Senin, 28 Januari 2008

Selamat Tinggal Bapak Pembangunan


Tanggal 27 Januari Tahun 2008, Tepatnya Pukul 13.10 WIB. Bapak Presiden Ke 2 Republik Indonesia, H. Mohammad Soeharto mengakhiri usianya yang ke- 86 di Rumah Sakit Pusat pertamina Jakarta. Kejadian itu, tentu membuat kita semua terennyuh sekaligus prihatin. Orang yang selama ini, menjadi bahan untuk selalu dirasani akhirnya sudah tiada.

Bapak pembangunan ini tidak hanya menjadi bahan gosip seluruh bangsa, akan tetapi menjadi sosok yang kontroversial. Utamanya pilahan gerakan politik ketika ia memimpin negeri ini. Tak heran, ketika banyak gerakan mahasiswa maupun aktivis gerakan yang lain seringkali mengutuk tindakan politiknya yang disinyalir dehumanisasi. Namun, ada saran menarik yang menurut saya bisa kita lakukan bersama setelah kepergiaannya. saran itu datang dari sang budayawan, yang akrab kita panggil dengan sebutan cak Nun ( Ainun Nadjib).

Ia mengatakan, bahwa setelah kita semua ditinggalkannya, maka yang bisa kita lakukan selanjutnya adalah dengan bersikap objektif, kita harus dapat mendudukkan realitas tentang pak harto dengan penuh kejujuran, kearifan dan tanpa ada hal yang menunggangi fakta yang akan kita ungkap dari sosok sepertinya. dari tindakan itu kita akan dapat mengetahui bersama atas seberapa besar kekurangan beliau selama ini, terlebih dalam memimpin bangsa. dan seberapa besar pula kebaikan beliau dalam mengabdikan dirinya untuk Indonesia. dari situ tentunya bisa kita lihat bersama, apakah benar kekurangannya menutupi dari kebaikannya, atau bahkan sebaliknya.

Pemberitaan Media massa
Sejak kepergiannya di hari Minggu kemarin, media massa dengan uptodate memantau informasi tentang meninggalnya Pak Harto, dari awal beliau tiada (di RS PP) sampai di kuburkannya. Akan tetapi, yang menarik untuk di analisis bersama, bagaimana pola pemberitaan di setiap media tersebut.

Hari minggu jam 14.00 WIB. Saya bersama teman kontrakan tempat dimana saya tinggal di Malang, bersama-sama melihat pemberitaan tentang ketiadaannya di media televisi. untungnya pada waktu itu kami tidak lantas hanya memusatkan penglihatan kami terhadap satu chanel saja, akan tetapi sebagian besar saluran televisi yang ada di Indonesia kami tonton (Trans TV, SCTV, TVRI, TPI, dll.). disela konsentrasi kami mendengar dan melihat pemberitaan media tersebut, ada analisa menarik yang smepat kami diskusikan terkait dengan isi beritanya.

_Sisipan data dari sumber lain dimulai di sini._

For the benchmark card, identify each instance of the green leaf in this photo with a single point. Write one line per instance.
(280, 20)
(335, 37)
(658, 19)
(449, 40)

Ternyata, tidak banyak media televisi yang menyeimbangkan antara berita (in memorial) Pak harto antara kebaikannya dan keburuknya sekaligus. Artinya, yang kami lihat pada waktu itu, pemberitaan sebagian besar media massa kita (khususnya Media televisi yang kami tonton) lebih pada cerita sejarah yang menampakkan jasanya, yang seakan-akan tidak pernah berbuat salah terhadap republik ini. Hal itu, membuat kami sedikit senyum dan menganalisis, apa benar manusia seperti mantan presiden RI ini tidak mempunyai kesalahan sedikitpun?. Lalu, bagaimana dengan teriakan tokoh intelektual maupun gerakan yang selama ini menge-just, bahwa karenanya bangsa kita hari ini, mengalami krisis muti dimensi?.

Kalau hal itu, yang terus terjadi dalam pemberitaan media massa, lebih-lebih tokoh intelektual atau bahkan politikus yang hari ini banyak dimintai komentar seputar Almarhum, maka harapan cak nun untuk mendudukkan masalah seobjektif mungkin hanya akan menjadi harapan saja. sehingga hal itu akan berdampak terhadap tapakan sejarah nasional yang seharusnya kita jaga kebenarannya. yang tak kalah pentingnya, hal itu pula yang akan berpengaruh terhadap sikap pemerintah dalam kasusu hukum perdata yang akhir-akhir ini sudah mulai tergarap.